Certo, ci aveva creduto fino alla fine. Taehyung più di tutti lo faceva star
bene, anni a prodigarsi per lui, e non aveva mai neppure pensato potesse
trattarsi di qualcosa di più di un grandissimo sentimento di amicizia. Ora lo
aveva capito, se n’era reso conto poco prima di farsi baciare sul pavimento di
legno della camera: lo aveva letto dentro a quelle iridi. Non era mai stato
così bene come in quei pochi secondi, ed era buffo perché ora stava malissimo,
avrebbe volentieri cancellato quell’espressione stupida che aveva rivolto
all’altro invece di lasciarsi andare. Un bacio non poteva fare male, un bacio
non cambiava nulla, certo un bacio poteva significare tante cose ma non per
questo avrebbe rovesciato anni di un rapporto meraviglioso costruito
sull’affetto e sulla fiducia reciproca.
Fiducia…
«Jimin?»
Certo, la fiducia, quella che il ragazzo aveva sempre sbandierato con un
sorriso. Da quanto tempo gli nascondeva la cosa?

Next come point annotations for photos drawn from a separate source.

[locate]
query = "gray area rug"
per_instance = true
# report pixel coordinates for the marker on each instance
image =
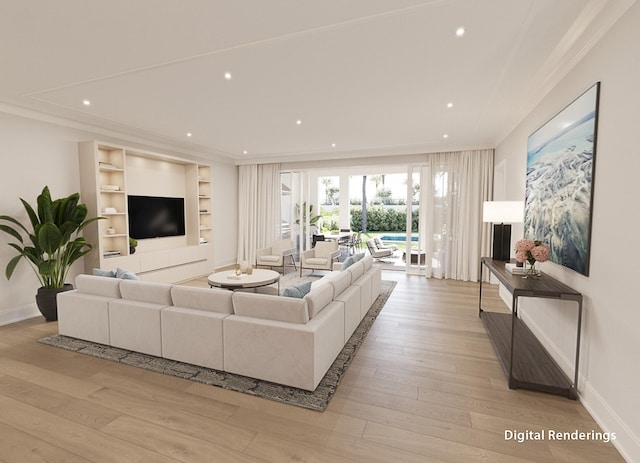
(314, 400)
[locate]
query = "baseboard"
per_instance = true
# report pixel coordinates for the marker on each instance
(626, 442)
(18, 314)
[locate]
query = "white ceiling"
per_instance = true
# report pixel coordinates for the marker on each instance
(370, 76)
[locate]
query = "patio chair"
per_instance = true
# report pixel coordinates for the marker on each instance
(276, 255)
(380, 245)
(321, 257)
(376, 253)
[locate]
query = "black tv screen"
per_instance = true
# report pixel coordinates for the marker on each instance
(155, 216)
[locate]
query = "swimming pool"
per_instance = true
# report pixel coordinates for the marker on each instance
(398, 238)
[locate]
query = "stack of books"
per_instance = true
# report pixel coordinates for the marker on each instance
(514, 269)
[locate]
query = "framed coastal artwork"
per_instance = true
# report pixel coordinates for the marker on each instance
(559, 189)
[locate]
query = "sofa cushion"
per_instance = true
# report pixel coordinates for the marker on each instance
(367, 261)
(99, 272)
(268, 307)
(318, 299)
(146, 291)
(298, 291)
(324, 249)
(99, 286)
(211, 300)
(340, 282)
(356, 270)
(125, 274)
(348, 262)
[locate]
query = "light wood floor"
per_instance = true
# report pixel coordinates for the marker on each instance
(425, 386)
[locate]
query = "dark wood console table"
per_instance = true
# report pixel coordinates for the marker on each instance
(525, 361)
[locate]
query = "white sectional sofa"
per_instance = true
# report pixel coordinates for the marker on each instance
(291, 341)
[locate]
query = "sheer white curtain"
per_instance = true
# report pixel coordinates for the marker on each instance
(453, 188)
(259, 208)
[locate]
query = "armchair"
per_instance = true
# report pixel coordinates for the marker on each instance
(321, 257)
(275, 255)
(377, 253)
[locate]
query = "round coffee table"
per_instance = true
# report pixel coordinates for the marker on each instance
(229, 280)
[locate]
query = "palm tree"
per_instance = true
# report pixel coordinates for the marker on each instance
(326, 181)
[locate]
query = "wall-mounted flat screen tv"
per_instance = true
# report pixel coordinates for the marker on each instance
(155, 216)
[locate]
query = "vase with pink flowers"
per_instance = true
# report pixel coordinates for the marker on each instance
(532, 251)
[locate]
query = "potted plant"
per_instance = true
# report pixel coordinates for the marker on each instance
(51, 245)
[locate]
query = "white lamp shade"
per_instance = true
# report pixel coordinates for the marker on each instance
(503, 211)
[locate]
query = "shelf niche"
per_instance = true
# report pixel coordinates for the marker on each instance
(109, 173)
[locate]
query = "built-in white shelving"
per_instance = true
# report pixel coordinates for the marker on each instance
(108, 174)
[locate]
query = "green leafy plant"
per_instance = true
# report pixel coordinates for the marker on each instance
(53, 243)
(307, 211)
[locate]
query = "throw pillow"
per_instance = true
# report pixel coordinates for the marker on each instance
(125, 274)
(298, 291)
(348, 262)
(104, 273)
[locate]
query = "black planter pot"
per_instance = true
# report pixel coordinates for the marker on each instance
(46, 300)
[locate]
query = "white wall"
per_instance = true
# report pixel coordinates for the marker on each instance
(611, 324)
(35, 154)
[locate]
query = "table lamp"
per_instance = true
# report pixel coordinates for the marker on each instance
(502, 214)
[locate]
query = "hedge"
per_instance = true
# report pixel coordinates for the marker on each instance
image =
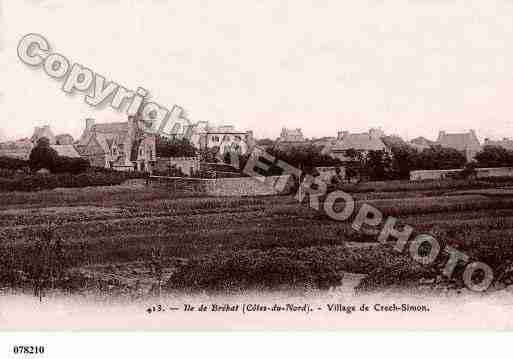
(94, 177)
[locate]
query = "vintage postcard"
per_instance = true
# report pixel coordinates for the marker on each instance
(255, 165)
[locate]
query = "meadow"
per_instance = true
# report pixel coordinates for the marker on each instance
(135, 240)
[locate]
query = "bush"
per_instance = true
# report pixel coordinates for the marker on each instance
(70, 165)
(93, 177)
(12, 163)
(256, 269)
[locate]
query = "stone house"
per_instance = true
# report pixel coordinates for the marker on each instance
(227, 138)
(505, 143)
(118, 145)
(468, 143)
(362, 143)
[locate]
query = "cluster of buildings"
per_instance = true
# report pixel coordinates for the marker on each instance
(123, 146)
(372, 140)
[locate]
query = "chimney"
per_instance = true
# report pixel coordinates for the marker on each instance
(341, 134)
(89, 124)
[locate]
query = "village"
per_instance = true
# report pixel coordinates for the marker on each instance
(122, 146)
(104, 209)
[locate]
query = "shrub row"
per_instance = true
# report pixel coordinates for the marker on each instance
(36, 182)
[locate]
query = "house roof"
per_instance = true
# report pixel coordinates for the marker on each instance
(114, 131)
(359, 142)
(43, 131)
(66, 150)
(459, 141)
(504, 143)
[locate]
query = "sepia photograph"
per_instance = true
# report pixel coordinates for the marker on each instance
(255, 166)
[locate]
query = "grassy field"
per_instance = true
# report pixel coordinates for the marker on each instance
(135, 240)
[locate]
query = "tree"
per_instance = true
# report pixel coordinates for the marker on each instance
(43, 156)
(494, 156)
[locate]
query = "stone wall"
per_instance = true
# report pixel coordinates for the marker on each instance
(442, 174)
(188, 165)
(242, 186)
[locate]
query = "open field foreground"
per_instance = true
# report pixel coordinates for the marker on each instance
(137, 242)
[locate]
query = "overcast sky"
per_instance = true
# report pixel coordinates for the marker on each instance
(411, 67)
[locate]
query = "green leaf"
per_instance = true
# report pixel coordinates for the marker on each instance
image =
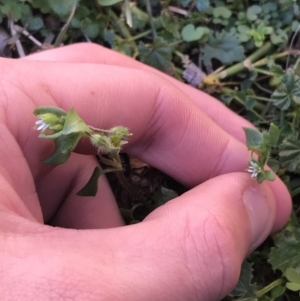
(223, 46)
(108, 2)
(158, 55)
(288, 92)
(190, 33)
(90, 28)
(274, 133)
(62, 7)
(296, 68)
(222, 11)
(293, 286)
(253, 137)
(277, 291)
(269, 175)
(202, 5)
(64, 145)
(292, 275)
(289, 154)
(36, 23)
(245, 288)
(253, 12)
(74, 124)
(42, 5)
(170, 23)
(49, 109)
(286, 253)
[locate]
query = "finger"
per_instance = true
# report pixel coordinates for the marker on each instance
(61, 206)
(92, 53)
(169, 131)
(179, 252)
(53, 195)
(165, 124)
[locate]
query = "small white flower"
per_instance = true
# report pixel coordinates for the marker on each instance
(41, 125)
(254, 169)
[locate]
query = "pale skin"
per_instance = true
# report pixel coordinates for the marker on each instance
(190, 249)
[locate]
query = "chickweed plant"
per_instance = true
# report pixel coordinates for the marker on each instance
(66, 129)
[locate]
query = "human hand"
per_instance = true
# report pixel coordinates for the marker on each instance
(189, 249)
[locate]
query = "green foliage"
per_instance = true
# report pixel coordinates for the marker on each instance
(289, 154)
(190, 33)
(261, 143)
(108, 2)
(158, 55)
(62, 7)
(294, 279)
(224, 47)
(241, 45)
(245, 290)
(288, 93)
(66, 130)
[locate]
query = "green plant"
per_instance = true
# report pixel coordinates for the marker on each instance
(67, 128)
(241, 52)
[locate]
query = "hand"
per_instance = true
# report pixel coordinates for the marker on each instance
(189, 249)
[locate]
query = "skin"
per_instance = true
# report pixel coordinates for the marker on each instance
(189, 249)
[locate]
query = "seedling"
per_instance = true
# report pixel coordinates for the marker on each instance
(67, 128)
(261, 143)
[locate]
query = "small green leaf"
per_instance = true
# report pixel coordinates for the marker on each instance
(293, 286)
(277, 291)
(269, 175)
(253, 137)
(49, 109)
(64, 145)
(222, 11)
(202, 5)
(62, 7)
(36, 23)
(74, 124)
(253, 12)
(108, 2)
(244, 287)
(190, 33)
(288, 92)
(289, 154)
(274, 133)
(261, 177)
(292, 275)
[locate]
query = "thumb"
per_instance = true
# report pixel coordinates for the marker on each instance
(200, 239)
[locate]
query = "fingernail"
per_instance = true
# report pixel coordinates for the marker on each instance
(258, 207)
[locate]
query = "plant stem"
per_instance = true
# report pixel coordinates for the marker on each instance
(269, 287)
(123, 29)
(259, 106)
(275, 56)
(248, 61)
(138, 36)
(149, 11)
(65, 28)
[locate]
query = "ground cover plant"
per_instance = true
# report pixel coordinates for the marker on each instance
(243, 52)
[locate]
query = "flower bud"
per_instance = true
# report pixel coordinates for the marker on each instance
(50, 118)
(120, 131)
(102, 142)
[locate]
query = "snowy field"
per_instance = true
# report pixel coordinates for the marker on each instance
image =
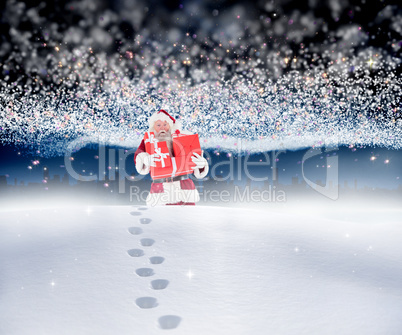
(200, 270)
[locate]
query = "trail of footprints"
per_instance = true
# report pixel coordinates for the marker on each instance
(166, 321)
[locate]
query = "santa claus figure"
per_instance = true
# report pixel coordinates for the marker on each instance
(176, 190)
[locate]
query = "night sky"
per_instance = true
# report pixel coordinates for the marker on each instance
(275, 74)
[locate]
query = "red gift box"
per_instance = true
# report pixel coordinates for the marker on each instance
(163, 162)
(183, 148)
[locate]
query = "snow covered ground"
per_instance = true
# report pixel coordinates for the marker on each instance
(200, 270)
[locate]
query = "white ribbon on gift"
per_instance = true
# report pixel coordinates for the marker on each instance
(152, 139)
(162, 156)
(174, 166)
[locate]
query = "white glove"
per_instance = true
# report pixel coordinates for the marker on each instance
(143, 162)
(200, 163)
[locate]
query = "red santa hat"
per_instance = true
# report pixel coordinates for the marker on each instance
(164, 116)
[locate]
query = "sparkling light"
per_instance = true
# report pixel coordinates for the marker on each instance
(190, 274)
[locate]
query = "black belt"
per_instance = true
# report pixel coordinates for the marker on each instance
(171, 179)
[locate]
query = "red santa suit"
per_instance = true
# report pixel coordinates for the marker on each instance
(179, 190)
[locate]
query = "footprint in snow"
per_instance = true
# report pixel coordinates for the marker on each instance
(135, 252)
(146, 302)
(135, 230)
(156, 260)
(169, 321)
(145, 272)
(147, 242)
(159, 284)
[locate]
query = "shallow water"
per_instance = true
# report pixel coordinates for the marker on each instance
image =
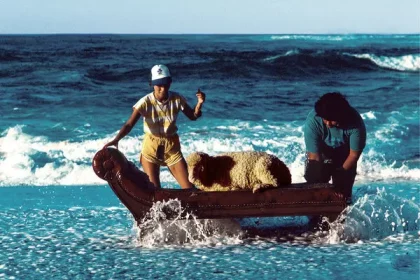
(65, 96)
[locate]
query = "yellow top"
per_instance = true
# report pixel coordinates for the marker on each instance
(159, 118)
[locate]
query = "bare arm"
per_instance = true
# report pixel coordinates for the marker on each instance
(125, 129)
(352, 159)
(314, 156)
(196, 113)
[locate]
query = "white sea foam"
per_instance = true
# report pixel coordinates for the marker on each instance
(34, 160)
(288, 53)
(375, 216)
(400, 63)
(314, 37)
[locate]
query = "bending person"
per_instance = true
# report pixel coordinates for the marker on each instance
(335, 136)
(161, 145)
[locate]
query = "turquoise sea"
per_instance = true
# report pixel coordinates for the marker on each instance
(64, 96)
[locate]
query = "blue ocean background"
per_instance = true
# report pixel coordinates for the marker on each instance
(64, 96)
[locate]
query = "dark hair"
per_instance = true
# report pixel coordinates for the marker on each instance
(333, 106)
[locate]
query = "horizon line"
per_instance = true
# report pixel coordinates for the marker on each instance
(272, 34)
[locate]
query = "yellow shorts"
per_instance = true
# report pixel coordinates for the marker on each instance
(171, 149)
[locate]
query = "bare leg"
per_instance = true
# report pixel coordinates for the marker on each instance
(180, 172)
(152, 170)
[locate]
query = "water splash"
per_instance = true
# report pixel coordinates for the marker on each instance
(155, 230)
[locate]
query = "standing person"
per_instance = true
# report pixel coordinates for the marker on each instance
(335, 136)
(161, 146)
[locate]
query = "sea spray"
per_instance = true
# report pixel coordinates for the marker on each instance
(156, 230)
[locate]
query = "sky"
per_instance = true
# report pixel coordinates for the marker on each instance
(209, 16)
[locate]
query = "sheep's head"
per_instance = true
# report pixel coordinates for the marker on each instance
(197, 163)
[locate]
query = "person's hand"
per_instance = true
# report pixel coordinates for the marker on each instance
(201, 96)
(112, 143)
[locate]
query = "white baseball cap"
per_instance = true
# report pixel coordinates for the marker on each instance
(160, 75)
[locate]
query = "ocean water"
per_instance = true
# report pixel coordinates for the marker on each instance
(64, 96)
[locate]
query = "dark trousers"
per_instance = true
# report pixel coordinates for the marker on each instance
(329, 167)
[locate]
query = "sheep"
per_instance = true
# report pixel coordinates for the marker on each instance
(236, 171)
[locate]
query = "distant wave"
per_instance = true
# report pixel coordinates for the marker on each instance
(341, 37)
(313, 37)
(401, 63)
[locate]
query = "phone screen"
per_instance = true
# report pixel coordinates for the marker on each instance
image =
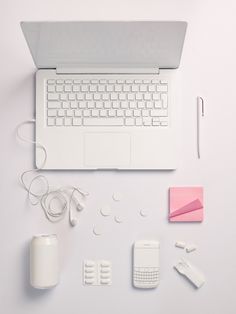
(146, 257)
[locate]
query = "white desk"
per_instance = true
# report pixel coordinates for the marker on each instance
(208, 67)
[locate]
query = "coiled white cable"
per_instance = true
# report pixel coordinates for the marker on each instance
(64, 197)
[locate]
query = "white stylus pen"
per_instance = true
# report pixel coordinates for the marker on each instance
(200, 113)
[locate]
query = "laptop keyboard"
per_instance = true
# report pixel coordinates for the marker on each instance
(107, 102)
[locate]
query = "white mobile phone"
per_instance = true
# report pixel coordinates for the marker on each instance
(146, 264)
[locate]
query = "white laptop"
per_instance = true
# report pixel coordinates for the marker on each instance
(107, 93)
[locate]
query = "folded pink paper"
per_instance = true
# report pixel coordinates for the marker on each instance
(186, 204)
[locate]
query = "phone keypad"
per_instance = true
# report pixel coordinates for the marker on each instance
(146, 275)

«Jimin, sei lì fuori, vero?»
Nonostante il richiamo, decise di non rispondere: sperò con tutto se stesso di non trovarselo di fronte, non avrebbe saputo
cosa dire. Era accaduto in fretta, si era lasciato trascinare, aveva reagito
come uno stupido ed era scappato via dall’amico più caro e alla trasparenza di
ciò che quest’ultimo aveva dimostrato in un gesto tanto semplice.
Esplicativo.
Insomma, un migliore amico non bloccava qualcuno a caso su un pavimento
baciandolo.
Jimin si tappò la bocca con le mani a coppa: sussultò e strinse gli occhi, i
battiti rimbombavano nella cassa toracica tanto forte da rischiare di farla
esplodere.
Non rispondere.
«Jimin… per favore… so che sei lì. Senti, se è per quello che è successo… beh,
scusami.»
Non uscire.
«Pensavo, ecco… credevo che anche tu, insomma… pure tu potessi…» Taehyung non
proseguì ulteriormente. Credeva forse le sue parole si sarebbero sollevate
inutili in un corridoio vuoto.
No. Sapeva di trovare Jimin a un paio di metri di distanza. «Pensavo che tu,
che anche tu provassi qualcosa. Non è così? Mi sono sbagliato?» Il ragazzo poggiò
la fronte contro la sottile parete che lo separava dall’altro. «Jimin, ho
sbagliato? Rispondimi…»
Non parlare.
Come faceva a saperlo? Cosa avrebbe potuto dire esattamente rispecchiando la
verità? In pochi istanti tantissimi momenti passati assieme si accavallarono
uno sull’altro nella sua testa.
Il sorriso di Taehyung.
Vorticavano, si intrecciavano.
Le sue mani a cercarlo sempre.
Si sovrapponevano, creando un collage caotico di centinaia di fotografie.
I suoi occhi.
Jimin spalancò le palpebre trattenendo un gemito. Era sempre stata lì davanti a
lui quella certezza: Taehyung lo amava da chissà quanto tempo ormai, e lui come
un idiota non se n’era nemmeno accorto.
«Jimin? Dì qualcosa, qualsiasi cosa.»
Non se n’era accorto, come era possibile? Come poteva essere stato tanto cieco?
«Mi dispiace…» Furono le uniche due parole che uscirono dalle labbra di Jimin:
percorse il corridoio correndo giù per le scale nella speranza di non
incontrare nessuno, scappando da lui, scappando da se stesso.